In the push approach, an external system (mostly CD pipelines) are triggering deployments to the cluster, after a git repository was committed to or a previous CI pipeline was executed successfully. In this approach, the pipeline system has access to the cluster.
Security is determined by the git repository and the build pipeline.
Deploying Helm Charts can be done easier and with the support of helm plugins.
Secret management is easier because secrets can be applied to pipelines and also stored encrypted in git, as preferred by the user.
Not bound to the specific tool, because all kind of tools can be used.
Container version updates can be injected by build pipeline.
Cluster credentials are inside the build system
Updating the containers of deployments is still easier with a pull-based process
Strongly coupled to the CD system, because pipelines have to be created that are maybe in the language of Gitlab Runners, and then later on the team decides to migrate to Azure DevOps or Jenkins and a lot of the build pipelines have to be migrated.
The pull approach is based on the fact, that all changes are applied from inside the cluster.

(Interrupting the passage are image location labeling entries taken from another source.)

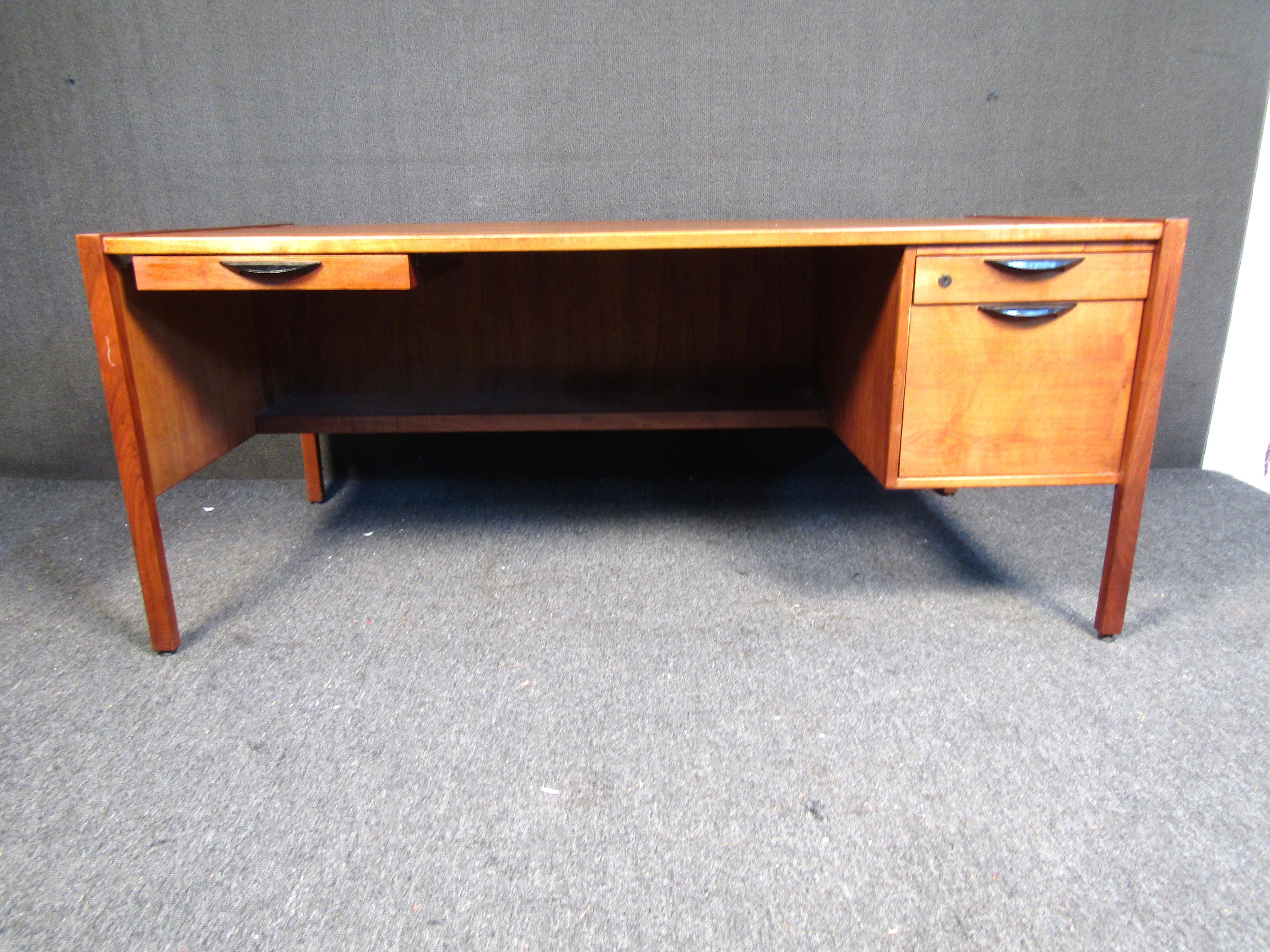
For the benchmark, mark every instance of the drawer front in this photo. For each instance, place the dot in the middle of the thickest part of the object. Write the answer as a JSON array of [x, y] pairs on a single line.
[[992, 397], [274, 272], [964, 280]]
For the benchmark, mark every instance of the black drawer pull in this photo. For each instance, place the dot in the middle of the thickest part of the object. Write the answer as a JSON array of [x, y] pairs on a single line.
[[1033, 267], [1028, 313], [271, 270]]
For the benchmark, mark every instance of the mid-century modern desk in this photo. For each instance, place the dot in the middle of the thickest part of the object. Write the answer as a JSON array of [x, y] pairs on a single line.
[[981, 352]]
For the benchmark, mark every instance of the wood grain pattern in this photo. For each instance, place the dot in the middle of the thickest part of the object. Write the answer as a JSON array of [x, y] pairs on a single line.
[[862, 346], [629, 235], [995, 398], [197, 375], [1141, 433], [971, 280], [335, 273], [505, 324], [103, 286], [314, 482], [524, 413]]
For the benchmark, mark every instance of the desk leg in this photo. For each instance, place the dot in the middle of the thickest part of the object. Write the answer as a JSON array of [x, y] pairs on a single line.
[[313, 468], [1149, 382], [130, 443]]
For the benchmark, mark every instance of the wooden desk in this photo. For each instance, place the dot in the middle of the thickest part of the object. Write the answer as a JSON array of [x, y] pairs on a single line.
[[983, 352]]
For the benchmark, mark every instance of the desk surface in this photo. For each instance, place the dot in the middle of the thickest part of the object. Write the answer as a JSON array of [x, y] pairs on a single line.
[[630, 235]]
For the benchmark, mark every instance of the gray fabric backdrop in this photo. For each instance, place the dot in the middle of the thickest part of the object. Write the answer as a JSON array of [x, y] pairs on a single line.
[[124, 116]]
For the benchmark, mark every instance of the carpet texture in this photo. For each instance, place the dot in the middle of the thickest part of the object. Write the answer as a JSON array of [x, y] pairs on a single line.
[[783, 711]]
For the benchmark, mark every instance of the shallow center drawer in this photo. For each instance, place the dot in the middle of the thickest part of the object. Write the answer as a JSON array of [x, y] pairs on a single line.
[[967, 280], [274, 272]]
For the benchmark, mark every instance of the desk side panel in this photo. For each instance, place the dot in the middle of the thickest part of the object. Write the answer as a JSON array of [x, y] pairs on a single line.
[[197, 372], [862, 337]]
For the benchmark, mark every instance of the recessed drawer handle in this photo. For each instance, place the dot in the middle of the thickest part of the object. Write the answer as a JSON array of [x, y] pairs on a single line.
[[1033, 267], [271, 270], [1028, 313]]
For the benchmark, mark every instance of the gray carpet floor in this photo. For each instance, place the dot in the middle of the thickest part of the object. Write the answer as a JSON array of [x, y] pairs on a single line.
[[780, 713]]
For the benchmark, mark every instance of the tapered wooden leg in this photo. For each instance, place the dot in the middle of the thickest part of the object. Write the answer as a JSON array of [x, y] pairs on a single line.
[[153, 570], [1118, 563], [313, 468], [130, 446], [1149, 382]]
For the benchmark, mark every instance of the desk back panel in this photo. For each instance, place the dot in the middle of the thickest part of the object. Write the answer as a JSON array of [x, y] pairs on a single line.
[[554, 322]]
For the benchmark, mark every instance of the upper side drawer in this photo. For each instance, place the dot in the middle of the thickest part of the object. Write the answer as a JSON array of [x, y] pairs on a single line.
[[274, 272], [967, 280]]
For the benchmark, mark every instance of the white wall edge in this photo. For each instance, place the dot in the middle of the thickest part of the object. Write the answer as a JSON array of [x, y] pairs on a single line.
[[1239, 436]]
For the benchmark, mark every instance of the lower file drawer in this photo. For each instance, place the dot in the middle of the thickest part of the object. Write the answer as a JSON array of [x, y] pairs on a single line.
[[990, 397]]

There is an operator inside the cluster, that regularly scans the associated git repositories and docker registries and if a change occurs, the cluster state will be updated from inside. This process is generally noted as very secure, due to the fact, that no external client has credentials with admin access to the cluster.
No external client has the right to publish to the cluster, all updates are coming from inside.

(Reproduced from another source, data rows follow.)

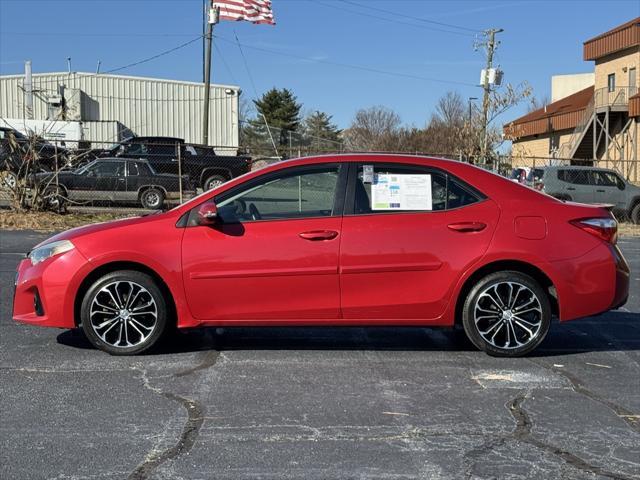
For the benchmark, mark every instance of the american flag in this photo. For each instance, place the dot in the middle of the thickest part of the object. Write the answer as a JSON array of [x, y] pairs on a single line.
[[254, 11]]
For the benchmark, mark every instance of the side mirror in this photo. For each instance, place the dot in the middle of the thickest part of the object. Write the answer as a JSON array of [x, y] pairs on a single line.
[[207, 214]]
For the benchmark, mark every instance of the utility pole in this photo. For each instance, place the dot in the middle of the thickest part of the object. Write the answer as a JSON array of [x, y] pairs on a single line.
[[491, 45], [213, 19]]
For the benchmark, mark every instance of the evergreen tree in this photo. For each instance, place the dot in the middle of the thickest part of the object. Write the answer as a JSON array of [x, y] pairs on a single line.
[[320, 133], [282, 113]]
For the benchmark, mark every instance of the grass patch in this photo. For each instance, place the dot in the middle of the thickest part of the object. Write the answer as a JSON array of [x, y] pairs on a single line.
[[52, 222]]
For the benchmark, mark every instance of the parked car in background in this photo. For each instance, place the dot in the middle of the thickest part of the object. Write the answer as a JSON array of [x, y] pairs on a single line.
[[592, 185], [17, 151], [335, 240], [113, 180], [519, 174], [206, 169]]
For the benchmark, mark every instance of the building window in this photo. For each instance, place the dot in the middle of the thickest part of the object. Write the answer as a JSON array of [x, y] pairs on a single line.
[[611, 82]]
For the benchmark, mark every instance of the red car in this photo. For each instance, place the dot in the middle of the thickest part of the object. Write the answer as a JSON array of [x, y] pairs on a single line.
[[335, 240]]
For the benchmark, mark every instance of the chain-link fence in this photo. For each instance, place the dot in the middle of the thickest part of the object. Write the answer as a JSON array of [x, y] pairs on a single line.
[[143, 174]]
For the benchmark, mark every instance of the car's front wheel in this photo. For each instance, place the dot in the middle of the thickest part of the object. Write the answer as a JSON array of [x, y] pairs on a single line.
[[152, 198], [124, 313], [213, 181], [506, 314], [635, 214]]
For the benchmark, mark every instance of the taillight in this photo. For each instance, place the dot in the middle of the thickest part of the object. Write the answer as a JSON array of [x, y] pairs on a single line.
[[605, 229]]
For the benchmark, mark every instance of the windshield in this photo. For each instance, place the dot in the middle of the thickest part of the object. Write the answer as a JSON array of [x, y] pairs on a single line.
[[84, 168]]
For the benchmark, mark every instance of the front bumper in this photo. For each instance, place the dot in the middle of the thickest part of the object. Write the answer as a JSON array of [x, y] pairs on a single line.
[[45, 293]]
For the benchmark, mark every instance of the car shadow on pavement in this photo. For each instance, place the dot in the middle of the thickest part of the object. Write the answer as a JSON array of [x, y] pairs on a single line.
[[614, 331]]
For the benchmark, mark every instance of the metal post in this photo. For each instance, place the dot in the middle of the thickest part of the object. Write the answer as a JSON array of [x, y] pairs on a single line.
[[491, 46], [28, 90], [179, 170], [213, 19]]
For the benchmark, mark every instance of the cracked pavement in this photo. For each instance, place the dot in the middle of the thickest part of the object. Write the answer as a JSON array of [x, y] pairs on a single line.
[[320, 403]]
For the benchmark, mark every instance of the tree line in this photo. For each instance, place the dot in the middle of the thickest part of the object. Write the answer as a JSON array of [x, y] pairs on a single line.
[[455, 128]]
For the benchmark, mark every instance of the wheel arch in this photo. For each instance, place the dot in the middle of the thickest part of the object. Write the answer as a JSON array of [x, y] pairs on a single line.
[[144, 188], [503, 265], [110, 267], [208, 171]]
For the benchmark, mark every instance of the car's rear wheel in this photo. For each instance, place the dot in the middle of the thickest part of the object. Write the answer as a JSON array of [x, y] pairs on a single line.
[[213, 181], [635, 214], [8, 180], [152, 198], [53, 197], [124, 313], [506, 314]]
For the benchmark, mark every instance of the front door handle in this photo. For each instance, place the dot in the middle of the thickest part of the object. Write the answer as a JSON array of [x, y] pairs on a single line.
[[318, 235], [467, 226]]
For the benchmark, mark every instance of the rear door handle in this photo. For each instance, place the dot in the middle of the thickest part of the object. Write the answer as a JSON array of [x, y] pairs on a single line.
[[467, 226], [318, 235]]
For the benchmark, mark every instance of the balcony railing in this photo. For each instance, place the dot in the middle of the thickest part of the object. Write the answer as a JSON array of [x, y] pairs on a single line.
[[618, 96]]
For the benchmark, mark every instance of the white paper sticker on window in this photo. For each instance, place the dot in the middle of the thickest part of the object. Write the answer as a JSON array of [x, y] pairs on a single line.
[[390, 191]]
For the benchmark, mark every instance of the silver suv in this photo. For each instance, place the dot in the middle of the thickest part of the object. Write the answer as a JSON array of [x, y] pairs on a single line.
[[590, 185]]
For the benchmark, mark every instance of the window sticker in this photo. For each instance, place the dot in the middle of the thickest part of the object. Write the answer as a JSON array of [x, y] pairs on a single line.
[[401, 192]]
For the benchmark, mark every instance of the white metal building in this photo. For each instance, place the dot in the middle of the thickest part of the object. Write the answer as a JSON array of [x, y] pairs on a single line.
[[112, 107]]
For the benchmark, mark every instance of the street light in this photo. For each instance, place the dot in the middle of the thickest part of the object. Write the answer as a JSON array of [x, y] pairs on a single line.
[[471, 99]]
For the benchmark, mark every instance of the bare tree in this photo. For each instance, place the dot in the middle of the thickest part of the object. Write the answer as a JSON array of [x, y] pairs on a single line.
[[375, 129], [450, 109]]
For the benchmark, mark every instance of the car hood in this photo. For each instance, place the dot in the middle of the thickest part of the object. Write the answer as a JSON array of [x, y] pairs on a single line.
[[103, 226]]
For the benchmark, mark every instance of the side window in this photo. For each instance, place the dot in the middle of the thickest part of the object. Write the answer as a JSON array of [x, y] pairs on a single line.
[[445, 192], [108, 169], [133, 169], [291, 195], [136, 149], [577, 177], [143, 169], [605, 179]]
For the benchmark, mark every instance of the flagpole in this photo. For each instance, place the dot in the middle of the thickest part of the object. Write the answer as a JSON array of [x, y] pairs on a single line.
[[213, 19]]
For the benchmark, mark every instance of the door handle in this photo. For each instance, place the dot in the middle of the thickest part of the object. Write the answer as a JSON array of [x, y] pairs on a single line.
[[464, 227], [318, 235]]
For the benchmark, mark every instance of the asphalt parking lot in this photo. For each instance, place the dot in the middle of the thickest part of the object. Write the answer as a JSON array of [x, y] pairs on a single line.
[[320, 403]]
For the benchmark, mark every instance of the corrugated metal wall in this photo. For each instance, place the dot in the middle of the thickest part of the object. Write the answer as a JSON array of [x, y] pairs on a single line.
[[146, 106]]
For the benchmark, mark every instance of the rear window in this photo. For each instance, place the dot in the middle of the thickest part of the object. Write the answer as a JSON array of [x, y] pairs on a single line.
[[577, 177]]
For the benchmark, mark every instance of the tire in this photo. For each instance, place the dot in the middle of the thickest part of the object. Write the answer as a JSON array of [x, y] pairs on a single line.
[[635, 214], [124, 313], [152, 198], [491, 319], [212, 182], [8, 180], [53, 197]]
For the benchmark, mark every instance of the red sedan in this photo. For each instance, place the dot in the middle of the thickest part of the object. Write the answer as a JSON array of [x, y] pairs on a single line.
[[335, 240]]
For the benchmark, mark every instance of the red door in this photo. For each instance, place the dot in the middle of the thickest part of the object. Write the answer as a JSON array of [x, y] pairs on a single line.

Some tools allow also syncing helm chart updates and can sync them to the cluster.
Docker registries can be scanned for new versions and if a new image is pushed, the git repo and the deployment are updated with the new version.
Pull-based tools can be distributed in different namespaces, with different git repositories and access rights and through this, a multi-tenant model can be applied. Team A can use namespace A, Team B can use namespace B and Infrastructure Team can have a global one.

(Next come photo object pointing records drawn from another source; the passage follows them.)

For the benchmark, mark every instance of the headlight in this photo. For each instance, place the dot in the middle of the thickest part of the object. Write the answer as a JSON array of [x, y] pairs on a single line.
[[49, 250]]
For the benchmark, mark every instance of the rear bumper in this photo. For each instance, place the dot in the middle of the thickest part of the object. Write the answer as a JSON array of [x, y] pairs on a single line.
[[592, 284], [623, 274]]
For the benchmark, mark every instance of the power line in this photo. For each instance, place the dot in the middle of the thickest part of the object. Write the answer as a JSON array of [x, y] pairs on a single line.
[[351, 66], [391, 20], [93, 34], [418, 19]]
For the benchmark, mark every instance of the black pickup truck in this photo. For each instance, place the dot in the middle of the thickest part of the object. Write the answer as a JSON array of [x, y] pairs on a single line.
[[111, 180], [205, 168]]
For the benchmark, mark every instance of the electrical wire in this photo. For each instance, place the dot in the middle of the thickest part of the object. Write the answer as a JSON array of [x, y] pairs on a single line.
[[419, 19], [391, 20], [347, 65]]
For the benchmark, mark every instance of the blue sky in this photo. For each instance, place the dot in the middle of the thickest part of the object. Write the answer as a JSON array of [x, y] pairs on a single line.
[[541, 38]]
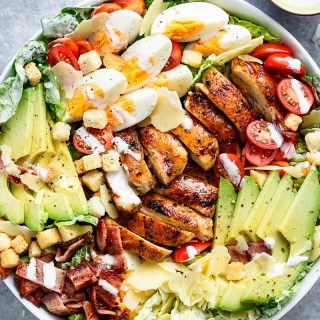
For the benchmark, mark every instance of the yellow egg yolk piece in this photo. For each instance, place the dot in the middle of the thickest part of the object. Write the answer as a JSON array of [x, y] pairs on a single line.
[[80, 101], [178, 30], [210, 46], [134, 73]]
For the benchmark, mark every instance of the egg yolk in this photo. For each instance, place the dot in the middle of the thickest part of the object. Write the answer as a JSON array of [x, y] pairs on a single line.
[[210, 46], [80, 103], [178, 30], [134, 73]]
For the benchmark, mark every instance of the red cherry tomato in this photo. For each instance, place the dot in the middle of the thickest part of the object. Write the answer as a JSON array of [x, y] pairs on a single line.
[[189, 250], [258, 157], [107, 7], [104, 136], [60, 53], [71, 44], [265, 50], [284, 63], [175, 57], [135, 5], [264, 135], [84, 46], [230, 167], [295, 96]]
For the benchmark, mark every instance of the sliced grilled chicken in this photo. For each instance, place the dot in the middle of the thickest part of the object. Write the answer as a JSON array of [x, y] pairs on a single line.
[[202, 145], [132, 157], [177, 215], [257, 85], [193, 192], [166, 154], [144, 248], [228, 99], [156, 230]]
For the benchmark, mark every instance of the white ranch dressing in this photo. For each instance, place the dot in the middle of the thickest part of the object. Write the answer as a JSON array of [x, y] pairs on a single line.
[[232, 169], [303, 101], [49, 275], [123, 148], [90, 140], [108, 287]]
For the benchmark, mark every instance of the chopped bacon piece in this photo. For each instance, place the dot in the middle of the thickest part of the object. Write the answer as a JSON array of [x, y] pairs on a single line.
[[55, 305], [23, 268], [66, 250], [82, 276]]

The tools are regularly very lightweight.
Combined with a tool like Bitnami Sealed Secrets operator, secrets can be placed encrypted inside the git repository and are extracted inside the cluster.
No coupling on the CD pipelines, because deployments are done cluster internally.
Managing secrets of Helm Chart deployments is harder than normal because secret values have to be first created as for example sealed secrets, then be decrypted by an internal operator and then made available to the pull tool. After this has happened, a helm release can be executed with the values in the secrets that are already deployed. The easiest way would be to create a secret of all helm values used for deployment, decrypt it and then commit it to git.
Through the pull approach, you are bound to the tools executing the pull. This shrinks the possibility to customize the process of applying deployments to the cluster. For example, the usage of Kustomize is harder, because it has to be executed before the result templates are pushed to git. I don’t say that separate tools can’t be used, but it is harder to implement them to the deployment flow.